A leap from the written word,
or the lone image, to something more alive

DOG EAT DOG

Pain and industry

Persepolis, the alternative-esque novel that got made into a stylishly animated movie, is so loved for its edgy visual and personal tragedy that it has become, ironically, more mainstream than off-centre. With 450,000 copies sold and millions pouring through the box office, it seems to have tapped into a market ripe for arty treatment of Middle Eastern pain, especially if that is through the eyes of an Iranian girl. The Kite Runner got it right too, and although no one could accuse the book of imitating literature, it inevitably got swept up by Hollywood, and inevitably became a hit.

But Persepolis stands out not because of its story, which is simple and has been repeated often through the industry that writing really is, but because of the stark black lines that tell the story, one comic strip-like box after another. For Persepolis isn’t just a book. It’s a graphic novel. And in the dog-eat-dog world of publishing that’s a catchword that is creating entire subsections in bookshops across the world.

GRAPHIC

Drawing the line

But while the term ‘graphic novel’ might be a relatively new marketing gimmick, it is merely being used to describe a form of expression that can be traced back hundreds of years, a form that makes so much sense it is enjoying a renaissance today. So what is a graphic novel, and why does it come together so well anyway?

We’ve practically forgotten him, but William Blake might just have been one of the foremost architects of the graphic novel. Blake, following the artist’s cliché, went through life mostly unrecognised as a genius, but is now a name imprinted on millions of schoolbooks across the world. Remember his Songs of Innocence and of Experience? That might sound a bit complicated, until one picks out two deceptively simple poems, his two best known works: The Lamb (‘Little Lamb who made thee? / Dost thou know who made thee?’) and The Tyger (‘Tyger Tyger, burning bright, / In the forests of the night; / What immortal hand or eye, / Could frame thy fearful symmetry?’). Generations read these in class, but most got only one side of the story. For Blake illustrated them, and he developed his images to the point where they give meaning to the text, as much as text might offer an explanation of the pictures.

But Blake wasn’t just a great poet, or a great artist. He was both, and in putting together his paintings and words he gave a life to his work that could never have been matched by a page of plain text, or a framed picture. What does jamming visuals to text do? The most basic explanation would be that the pictures illustrate the book. But maybe they are the book, as much as the text, and help the words as much as writing lends depth to the visual.

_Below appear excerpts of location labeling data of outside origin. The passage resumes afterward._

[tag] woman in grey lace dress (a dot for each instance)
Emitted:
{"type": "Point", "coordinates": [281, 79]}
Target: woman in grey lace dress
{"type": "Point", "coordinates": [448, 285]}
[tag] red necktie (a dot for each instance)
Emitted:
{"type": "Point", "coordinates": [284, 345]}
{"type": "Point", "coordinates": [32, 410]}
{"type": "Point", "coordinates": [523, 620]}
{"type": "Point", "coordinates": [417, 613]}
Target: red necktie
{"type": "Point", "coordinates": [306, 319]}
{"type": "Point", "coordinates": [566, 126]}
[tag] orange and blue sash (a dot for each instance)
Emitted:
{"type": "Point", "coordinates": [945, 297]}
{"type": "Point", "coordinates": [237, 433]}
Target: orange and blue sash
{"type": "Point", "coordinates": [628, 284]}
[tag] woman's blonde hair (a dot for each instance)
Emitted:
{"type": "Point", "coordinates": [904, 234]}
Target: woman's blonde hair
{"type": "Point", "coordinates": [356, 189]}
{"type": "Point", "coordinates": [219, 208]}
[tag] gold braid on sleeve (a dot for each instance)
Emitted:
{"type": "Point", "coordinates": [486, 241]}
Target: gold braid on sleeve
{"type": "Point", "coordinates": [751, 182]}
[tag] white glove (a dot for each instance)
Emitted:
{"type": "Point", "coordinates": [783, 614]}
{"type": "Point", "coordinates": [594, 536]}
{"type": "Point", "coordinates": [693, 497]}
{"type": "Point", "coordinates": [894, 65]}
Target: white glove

And together they make a work, which we might label as a book, or a graphic novel, or any of the other terms we love to slap on things.

We might have left Blake a far way away, but you’ve been staring at some form of the genre your whole life: The Adventures of Tintin, Asterix, Peanuts and all the other comics that have appealed to children and adults over their lives. The term ‘graphic novel’ is used today to differentiate a more serious, supposedly mature work with a plot and a beginning and an end from the usual comic strip, but this is all just word play.